Усаживаясь на нешироком подоконнике, и окидывая взглядом кухню, Павлова хочет уверить тётку, что теперь окончательно успокоилась, и ей куда важнее вспомнить, что скоро она выходит замуж. За экземпляра штучного, немного необычного, временами зловредного, но она очень любит этого космического пришельца.

Или хотя бы намекнуть Ёлке на то, что она прокурила ей всю кухню. А это не просторная кухня в сталинской высотке на Московском проспекте Ленинграда, пространства для воздуха меньше:

— Ну и бардак!

— Ой, надо пепельницу вытряхнуть…

Чернова готова шумно выдохнуть, забывая тему их беседы. У них есть дела высокой важности, и ради них Ёлка здесь, а не просиживает штаны в кабинетах Смольного.

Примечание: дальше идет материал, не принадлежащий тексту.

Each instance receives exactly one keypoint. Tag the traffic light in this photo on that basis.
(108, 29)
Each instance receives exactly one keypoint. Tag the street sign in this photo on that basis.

— Тебе легче? — чувствуя вину за облака грусти на лице Ёлки, Лиза понуро опускает голову на плечо своей тётки, без слов прося прощения за то, что целенаправленно заставила раскрыть тайны, которые, как думали все, закопаны и забыты. — Ты вроде радоваться приехала, а я…

— Ты все сделала правильно, Лизка, — Чернова похлопывает свою неугомонную племянницу по плечу, ответно заключая в свои хлипкие объятия, — ты не можешь меня разочаровать.

— Я снова умница…

— Нет, порядочная подлиза.

— Ура, — зайдясь громким смехом, Лиза почти выпрыгивает из кухни, с кличем несясь к шифоньеру, где висела её мутоновая шубка, — больше ни минуты не высижу здесь…

— Куда поскакала?

— Я не хочу, чтобы ты стала тыквой!

— Так, кто ж меня остановит?

— Законы биологии и Советского союза! Ну и я постараюсь…

— Против этих стихий моя власть бессильна!..

За окном причудливым вальсом кружились снежинки, притворяя чудесную новогоднюю погоду, а календарь стремительно шёл к заветному тридцать первому декабря, чтобы оставить девяностый год на задворках человеческой памяти.

До Нового года всего лишь три дня.

* * *

Юрий Ростиславович никогда бы не решился оставить квартиру на Новый год сыну, припоминая ему встречу этого же праздника четыре года назад, и выбитое стекло в венгерской стенке. Но он вынужден считаться с мнением Космоса, его фактически новым статусом и серьезной миной, гарантировавшей, что все будет в порядке. И академик, после не самого мирного развода со второй супругой и упорной трудовой деятельности, мог спокойно собирать вещи и смело лететь поправлять свое здоровье в Ялту. Любоваться горными и морскими пейзажами, не тратить себя на пустяки и вредные размышления. Без традиционных предупреждений и наставлений, что нужно сделать за десять дней, все-таки не обошлось:

— В кабинет не заходить, в бар тоже руками не лезьте… — назидательно говорил старший Холмогоров, когда сын с будущей невесткой провожали его в путь-дорогу, — это тебе понятно, Космос?

— Лиза не пьёт, — с почти каменным лицом уверял отца Космос, сдерживая в себе внеочередной приступ ржача, — и у нее на лимоны с солью вместе аллергия…

— А у тебя аллергия обычно возникает утром, когда я еле различаю в бессвязном шёпоте собственное имя, — Павлова не остаётся в стороне, и показывает Космосу свою самую большую «фигу», — не волнуйтесь, дядь Юр, вы каждый Новый год от нас отдыхать уезжаете, не в первый раз.

— Где же ты была, дочка, когда этот стервец с твоим братцем мне окно изувечили?

— Маленькая была, меня на праздники тогда ещё не брали.

— Вот почему на восемьдесят девятый у нас все без разрушений обошлось!

Ещё совсем юные Космос и Лиза, держащиеся друг за друга, как два волнистых попугайчика, и то и дело уверяющие в том, что со всем справятся, давали надежду, что профессор Холмогоров проживает свою жизнь не только из-за правительственных наград и почетных званий. Такие пары создаются, чтобы больше никогда не расставаться и всю жизнь испытывать тягу не разлучаться. Не давать и крошечной толики места гордости, ревности и прочим злым обидам. Переносить свою любовь на детей, которые неизбежно появятся в их доме.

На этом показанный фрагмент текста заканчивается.